Senhores do Crime (2007)

“Anna é uma parteira em um hospital londrino. Na noite de Natal, ela recebe em seus braços a criança de uma adolescente que entra em trabalho de parto. No mesmo instante em que a criança nasce, a mãe falece, devido um ferimento adquirido em circunstância misteriosas. Decidida a colocar a criança em segurança, Anna procura pistas sobre a mãe, em um diário que a mesma portava. Uma barreira insuperável a espera: a adolescente era russa, e Anna apesar de sua descendência não domina o idioma. Crendo que seu tio não dispõe a tradução, ela procura o apoio de Semion (Armin Mueller-Stahl). Ao buscar a ajuda ela entra em um pesadelo do qual só sairá com a ajuda de quem menos se espera ...

O cinema de Cronenberg jamais me decepcionou. Longe estava, porém de me empolgar, mais ao menos possuía algumas qualidades que o tiravam do lugar destinado a filmes comerciais. Agora parece que ele abandonou aquele medical-horror sem, contudo deixar o argumento que parece mover seu cinema. Aqui em “Senhores do Crime” temos novamente o velho tema de parasitas que passam a atacar um corpo até conseguir dominá-los. O Corpo no caso é Londres, e os parasitas são os mafiosos russos. Uma Londres, diga-se de passagem, moderna. E também uma cidade mais tenebrosa e cinzenta que dantes.

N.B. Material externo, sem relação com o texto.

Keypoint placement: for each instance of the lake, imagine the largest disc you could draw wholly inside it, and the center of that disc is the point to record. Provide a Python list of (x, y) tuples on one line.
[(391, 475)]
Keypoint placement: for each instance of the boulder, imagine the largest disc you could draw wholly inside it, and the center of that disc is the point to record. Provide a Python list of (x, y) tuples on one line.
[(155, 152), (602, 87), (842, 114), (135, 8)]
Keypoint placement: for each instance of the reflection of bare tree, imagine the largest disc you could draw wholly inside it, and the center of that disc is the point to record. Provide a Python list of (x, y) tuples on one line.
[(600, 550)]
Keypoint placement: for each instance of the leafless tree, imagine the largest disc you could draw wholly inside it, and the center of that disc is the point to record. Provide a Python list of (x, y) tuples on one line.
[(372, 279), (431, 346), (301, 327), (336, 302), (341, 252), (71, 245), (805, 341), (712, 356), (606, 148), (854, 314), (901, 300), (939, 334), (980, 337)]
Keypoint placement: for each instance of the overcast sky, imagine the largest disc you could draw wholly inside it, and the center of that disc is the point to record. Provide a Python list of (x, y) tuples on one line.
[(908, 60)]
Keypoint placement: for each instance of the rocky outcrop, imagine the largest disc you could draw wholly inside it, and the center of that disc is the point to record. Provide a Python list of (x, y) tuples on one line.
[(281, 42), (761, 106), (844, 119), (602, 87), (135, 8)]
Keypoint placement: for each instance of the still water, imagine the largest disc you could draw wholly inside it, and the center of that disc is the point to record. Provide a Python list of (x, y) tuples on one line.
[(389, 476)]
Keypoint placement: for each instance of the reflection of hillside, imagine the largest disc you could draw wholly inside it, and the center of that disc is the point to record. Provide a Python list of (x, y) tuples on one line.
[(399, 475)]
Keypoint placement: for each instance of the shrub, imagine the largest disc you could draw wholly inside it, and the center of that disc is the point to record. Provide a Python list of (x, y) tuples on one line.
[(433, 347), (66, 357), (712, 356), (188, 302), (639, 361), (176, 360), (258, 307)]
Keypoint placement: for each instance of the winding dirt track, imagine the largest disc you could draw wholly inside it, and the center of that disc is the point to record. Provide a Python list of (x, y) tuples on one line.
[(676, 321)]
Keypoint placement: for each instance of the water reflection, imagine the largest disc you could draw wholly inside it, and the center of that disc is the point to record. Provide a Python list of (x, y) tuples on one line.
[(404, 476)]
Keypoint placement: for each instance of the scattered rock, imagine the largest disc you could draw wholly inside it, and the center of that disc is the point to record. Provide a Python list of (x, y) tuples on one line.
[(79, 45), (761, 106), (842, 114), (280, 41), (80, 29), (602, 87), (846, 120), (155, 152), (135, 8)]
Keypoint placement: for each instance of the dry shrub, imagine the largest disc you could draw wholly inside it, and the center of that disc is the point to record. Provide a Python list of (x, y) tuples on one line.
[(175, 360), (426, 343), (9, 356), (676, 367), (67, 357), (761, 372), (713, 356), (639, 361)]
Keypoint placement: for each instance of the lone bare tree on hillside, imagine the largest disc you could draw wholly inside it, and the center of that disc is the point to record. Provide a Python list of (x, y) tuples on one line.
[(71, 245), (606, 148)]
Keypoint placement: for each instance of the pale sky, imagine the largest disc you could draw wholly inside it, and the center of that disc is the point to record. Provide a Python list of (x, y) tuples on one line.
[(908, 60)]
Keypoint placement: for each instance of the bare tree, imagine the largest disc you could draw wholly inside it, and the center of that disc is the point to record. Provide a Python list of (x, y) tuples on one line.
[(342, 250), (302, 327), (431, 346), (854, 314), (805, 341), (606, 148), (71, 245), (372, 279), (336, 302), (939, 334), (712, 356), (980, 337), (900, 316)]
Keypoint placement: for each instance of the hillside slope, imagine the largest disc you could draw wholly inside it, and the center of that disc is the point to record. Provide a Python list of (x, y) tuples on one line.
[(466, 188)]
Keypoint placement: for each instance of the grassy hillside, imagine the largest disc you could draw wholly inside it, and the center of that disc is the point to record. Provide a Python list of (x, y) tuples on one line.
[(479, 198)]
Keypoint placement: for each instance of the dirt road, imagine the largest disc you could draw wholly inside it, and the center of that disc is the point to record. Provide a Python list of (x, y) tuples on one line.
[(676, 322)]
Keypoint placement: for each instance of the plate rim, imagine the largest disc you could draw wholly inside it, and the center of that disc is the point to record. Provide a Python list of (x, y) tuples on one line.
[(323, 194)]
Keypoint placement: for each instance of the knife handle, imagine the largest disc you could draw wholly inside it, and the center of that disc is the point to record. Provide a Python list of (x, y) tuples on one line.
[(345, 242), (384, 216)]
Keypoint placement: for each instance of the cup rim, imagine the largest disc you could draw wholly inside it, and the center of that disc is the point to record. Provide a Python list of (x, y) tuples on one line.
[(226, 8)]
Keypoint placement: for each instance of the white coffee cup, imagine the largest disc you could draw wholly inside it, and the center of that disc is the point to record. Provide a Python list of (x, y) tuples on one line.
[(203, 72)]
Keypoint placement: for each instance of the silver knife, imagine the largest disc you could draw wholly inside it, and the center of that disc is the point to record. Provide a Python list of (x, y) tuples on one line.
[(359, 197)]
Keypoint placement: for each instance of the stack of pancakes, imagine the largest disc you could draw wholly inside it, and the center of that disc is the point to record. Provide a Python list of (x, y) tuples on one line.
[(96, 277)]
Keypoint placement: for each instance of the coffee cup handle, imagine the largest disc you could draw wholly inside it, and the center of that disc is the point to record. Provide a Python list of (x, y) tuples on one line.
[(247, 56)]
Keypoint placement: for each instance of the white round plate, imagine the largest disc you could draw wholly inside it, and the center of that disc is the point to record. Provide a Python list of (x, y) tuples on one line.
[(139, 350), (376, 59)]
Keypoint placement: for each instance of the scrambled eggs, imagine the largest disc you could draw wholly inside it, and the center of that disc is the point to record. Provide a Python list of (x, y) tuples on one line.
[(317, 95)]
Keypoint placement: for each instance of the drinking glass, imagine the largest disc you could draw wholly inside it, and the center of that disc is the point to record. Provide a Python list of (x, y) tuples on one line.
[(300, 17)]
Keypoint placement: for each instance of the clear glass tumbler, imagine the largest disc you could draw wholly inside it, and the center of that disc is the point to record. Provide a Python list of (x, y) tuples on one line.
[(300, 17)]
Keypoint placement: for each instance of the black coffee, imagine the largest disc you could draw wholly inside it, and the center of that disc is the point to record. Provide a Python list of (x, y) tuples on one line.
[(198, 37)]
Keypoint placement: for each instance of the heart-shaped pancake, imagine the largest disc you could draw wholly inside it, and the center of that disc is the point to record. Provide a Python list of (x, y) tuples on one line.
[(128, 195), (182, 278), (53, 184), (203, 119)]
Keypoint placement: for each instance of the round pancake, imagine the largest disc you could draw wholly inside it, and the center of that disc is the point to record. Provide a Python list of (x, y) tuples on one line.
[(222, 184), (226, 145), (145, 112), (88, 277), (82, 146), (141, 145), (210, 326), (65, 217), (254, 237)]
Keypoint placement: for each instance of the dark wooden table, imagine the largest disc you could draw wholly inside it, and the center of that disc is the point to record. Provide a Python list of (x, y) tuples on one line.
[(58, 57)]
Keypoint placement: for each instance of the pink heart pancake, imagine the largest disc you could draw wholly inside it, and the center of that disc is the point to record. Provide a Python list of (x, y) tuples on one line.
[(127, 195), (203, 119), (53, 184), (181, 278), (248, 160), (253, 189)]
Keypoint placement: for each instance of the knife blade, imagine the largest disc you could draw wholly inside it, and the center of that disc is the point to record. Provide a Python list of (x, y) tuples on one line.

Parece que Cronenberg renunciou ao imaginário tecnológico monstruoso que compunha seu estilo. Ele abraça a idéia de que a maior violência é aquela que impomos a integridade física de um corpo. Na atmosfera chuvosa de Londres se instala uma história de família violenta e visceral. Violações e assassinatos com as mãos nuas se multiplicam na história. Anna sem o saber mergulha nas raízes da máfia russa. Os personagens que ali desfilam despertam grandes interesses. Kirill (Vincent Cassel) é um jovem herdeiro de um mafioso. Notamos que em comparação com o pai ele é risível. A violência que dele emana nada mais é que uma poderosa atitude de defesa diante do império que ele terá de comandar e para o qual ele não possui capacidade para tal. Nikolai, o motorista de Kirill é um homem que prova possuir uma inteligência e capacidade visionária bem superior a de seu “mestre”. O interesse da história é de se identificar o mistério de quem realmente é Nikolai. Descobrir o que está escrito em seu corpo, que desde o início soa ilegível para nós. Jamais sabemos o que o motiva, parece que sempre ele está acima dos sentimentos e das sensações. A maneira como ele se entrega no ato sexual é mecânica e vazia. Não existe prazer naquele ato, somente o dever de cumprir uma obrigação. Deparamo-nos com um personagem que não pode ser visto como um herói, já que ele não pode ser movido por nada exterior. Sabemos que ele é uma máquina de morte, mas não sabemos o que pode causar a detonação de tal. Não existem espaços no filme para uma história de amor, já que o caminho trilhado por Nikolai lhe fechou as portas para uma vida familiar. Anna é apenas uma porta fora de seu alcance, uma promessa furtiva de família, de ligações calmas e felizes. Para se impedir que os ventos insalubres que sopram do leste desde a queda do muro invadam o solo europeu, é necessário que um homem renuncie a idéia de viver. Ele terá de ser uma máquina a serviço do bem. É necessário se sujar para poder realizar uma esterilização dentro da máfia. Criar um personagem tão complexo não é tarefa das mais fáceis. Viggo Mortensen se firma como um dos grandes atores em atividade. Sua criação é perfeita. E ele se destaca em um elenco onde ninguém falha.

Cronenberg parece se encaminhar rumo a realização de obras maiores. Esse filme e o anterior (Marcas da violência) nos fazem crer que obras melhores virão. Espero que tal se confirme, mas o que nos foi apresentado já é de bom tamanho.


Escrito por Conde Fouá Anderaos, em 18/12/2010.